For averaged ERPs at scalp, cortical activities (i.e. cortical ERPs) were estimated via WMNE (details described in the above section “Cortical activities estimation”). The time series in the discriminative brain regions localized in the above session of “network nodes definition” (Fig. 6B), were computed via averaging cortical activities of the dipoles within sources respectively (Fig. 6C).

Time-varying network analysis

After obtaining discriminative sources (Fig. 6B) and time series in discriminative sources (Fig. 6C), time-varying network analysis was performed (Fig. 6D).

ADTF calculation

The multivariate adaptive autoregressive (MVAAR) model of source waves was computed by the following equation:

$$X(t)=\sum _{k=1}^{p}w(k,t)X(t-k)+\varepsilon (t)$$
(13)

where X(t) represented the cortical source wave over the entire time window, w(k, t) was the coefficients matrix of the time-varying model, which calculated by the Kalman filter algorithm, and \(\varepsilon (t)\) represented the multivariate independent white noise. The symbol p denoted the MVAAR model order selected by Schwarz Bayesian Criterion28,55.

As mentioned above, the discriminative brain areas as the cortical sources (Fig. 6B) were applied in the time-varying network analysis. After obtaining the MVAAR model coefficient (w(k, t)), H(f, t) was obtained from w(f, t), which  was then transformed by Eq. (13) into the frequency domain. The H ij element of H(f, t) described the directional information flow between the jth and the ith element at each time point t as:

$$w(f,t)\ast X(f,t)=\varepsilon (f,t)$$
(14)
$$X(f,t)={w}^{-1}(f,t)\ast \varepsilon (f,t)=H(f,t)\ast \varepsilon (f,t)$$
(15)

where \(w(f,t)=\sum _{k=0}^{p}{w}_{k}(t){e}^{-j2\pi f\Delta tk}\), wk was the matrix of the time-varying model coefficients. \(X(t)\) and \(\varepsilon (t)\) were transformed into the frequency domain as X(f,t) and \(\,\varepsilon (f,t)\), respectively.

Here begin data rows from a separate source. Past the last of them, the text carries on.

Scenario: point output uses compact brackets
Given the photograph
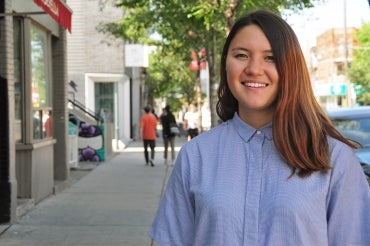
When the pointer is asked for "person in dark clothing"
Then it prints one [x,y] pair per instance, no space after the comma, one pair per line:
[166,119]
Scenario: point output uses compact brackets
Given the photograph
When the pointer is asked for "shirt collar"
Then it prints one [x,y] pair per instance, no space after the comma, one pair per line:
[246,132]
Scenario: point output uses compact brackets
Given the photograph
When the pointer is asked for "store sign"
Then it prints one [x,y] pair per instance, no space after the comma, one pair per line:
[58,10]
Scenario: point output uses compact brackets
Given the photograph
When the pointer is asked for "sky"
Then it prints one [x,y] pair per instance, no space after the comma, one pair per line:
[312,22]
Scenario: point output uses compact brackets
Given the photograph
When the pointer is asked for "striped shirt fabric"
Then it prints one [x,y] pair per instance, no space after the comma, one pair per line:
[230,186]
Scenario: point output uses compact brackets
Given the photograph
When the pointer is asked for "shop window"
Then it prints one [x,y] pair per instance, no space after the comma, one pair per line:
[18,78]
[41,83]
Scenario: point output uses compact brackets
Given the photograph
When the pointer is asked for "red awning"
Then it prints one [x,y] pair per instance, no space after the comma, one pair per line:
[58,10]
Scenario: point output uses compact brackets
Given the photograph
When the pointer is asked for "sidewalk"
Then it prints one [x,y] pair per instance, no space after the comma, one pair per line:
[113,204]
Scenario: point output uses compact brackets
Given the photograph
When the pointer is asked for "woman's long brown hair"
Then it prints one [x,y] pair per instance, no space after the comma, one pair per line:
[300,126]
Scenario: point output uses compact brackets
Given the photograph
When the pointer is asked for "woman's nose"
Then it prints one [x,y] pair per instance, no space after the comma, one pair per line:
[254,66]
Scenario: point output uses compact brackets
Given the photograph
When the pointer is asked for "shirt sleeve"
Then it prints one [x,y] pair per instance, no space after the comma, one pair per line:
[348,212]
[174,222]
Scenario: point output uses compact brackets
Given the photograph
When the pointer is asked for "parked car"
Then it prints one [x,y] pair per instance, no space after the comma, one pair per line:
[354,123]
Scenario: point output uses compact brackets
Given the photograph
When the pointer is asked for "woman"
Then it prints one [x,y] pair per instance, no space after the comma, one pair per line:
[276,172]
[167,118]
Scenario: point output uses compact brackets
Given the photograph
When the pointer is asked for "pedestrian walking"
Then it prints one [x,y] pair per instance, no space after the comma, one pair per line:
[148,125]
[167,120]
[276,171]
[191,122]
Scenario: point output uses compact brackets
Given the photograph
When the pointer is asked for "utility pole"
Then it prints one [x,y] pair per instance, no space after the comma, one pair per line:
[347,81]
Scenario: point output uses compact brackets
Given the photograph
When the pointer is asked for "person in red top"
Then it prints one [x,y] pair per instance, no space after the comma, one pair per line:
[148,129]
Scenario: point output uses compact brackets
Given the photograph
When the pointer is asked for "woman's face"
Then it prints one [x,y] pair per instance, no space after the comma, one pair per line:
[251,72]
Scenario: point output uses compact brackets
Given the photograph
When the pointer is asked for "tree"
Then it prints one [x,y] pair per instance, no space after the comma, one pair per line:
[185,26]
[359,71]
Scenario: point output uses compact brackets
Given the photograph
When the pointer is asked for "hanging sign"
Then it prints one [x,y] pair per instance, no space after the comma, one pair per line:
[58,10]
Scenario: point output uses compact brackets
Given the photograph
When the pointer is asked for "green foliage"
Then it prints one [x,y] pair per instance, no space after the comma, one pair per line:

Defining the directed causal interrelation from the jth to the ith element, the normalized ADTF was described between (0, 1) as follows,

$${\iota }_{ij}^{2}(f,t)=\frac{|{H}_{ij}(f,t){|}^{2}}{{\sum }_{k}^{n}|{H}_{ik}(f,t){|}^{2}}$$
(16)

To obtain the total information flow from a single node, the integrated ADTF was calculated as the ratio of summation of ADTF values divided by the interested frequency bands [f1, f2]:

$${\vartheta }_{ij}^{2}(t)=\frac{{\sum }_{f1}^{f2}{\iota }_{ij}^{2}(k,t)}{f2-f1}$$
(17)

We chose average ADTF values over 4–30 Hz to acquire the final directional information flow according to the range of three frequency bands.

Surrogate data testing

The distribution of ADTF estimator under the null hypothesis of no causal interactions was not well determined, since the ADTF function had a highly nonlinear correlation with the time series where it derived. In view of this, the phases of the Fourier coefficients were independently and randomly iterated to produce a new surrogate data, which was a nonparametric statistical test28. The spectral structure of the time series was retained in the process of iterating the phases of the Fourier coefficients. The shuffling procedure was repeated 200 times for each model-derived time series of each subject to establish an empirical distribution of the ADTF value under the null hypothesis of no connectivity.

Correlation analysis

We performed Pearson correlation analysis to investigate the following relationships: 1) RT and entropy values of discriminative regions; and 2) RT and ADTF values of information flow between discriminative regions. All thresholds were set at p < 0.05. Here, ADTF value of information flow was adjusted by dividing the weighted degree of network.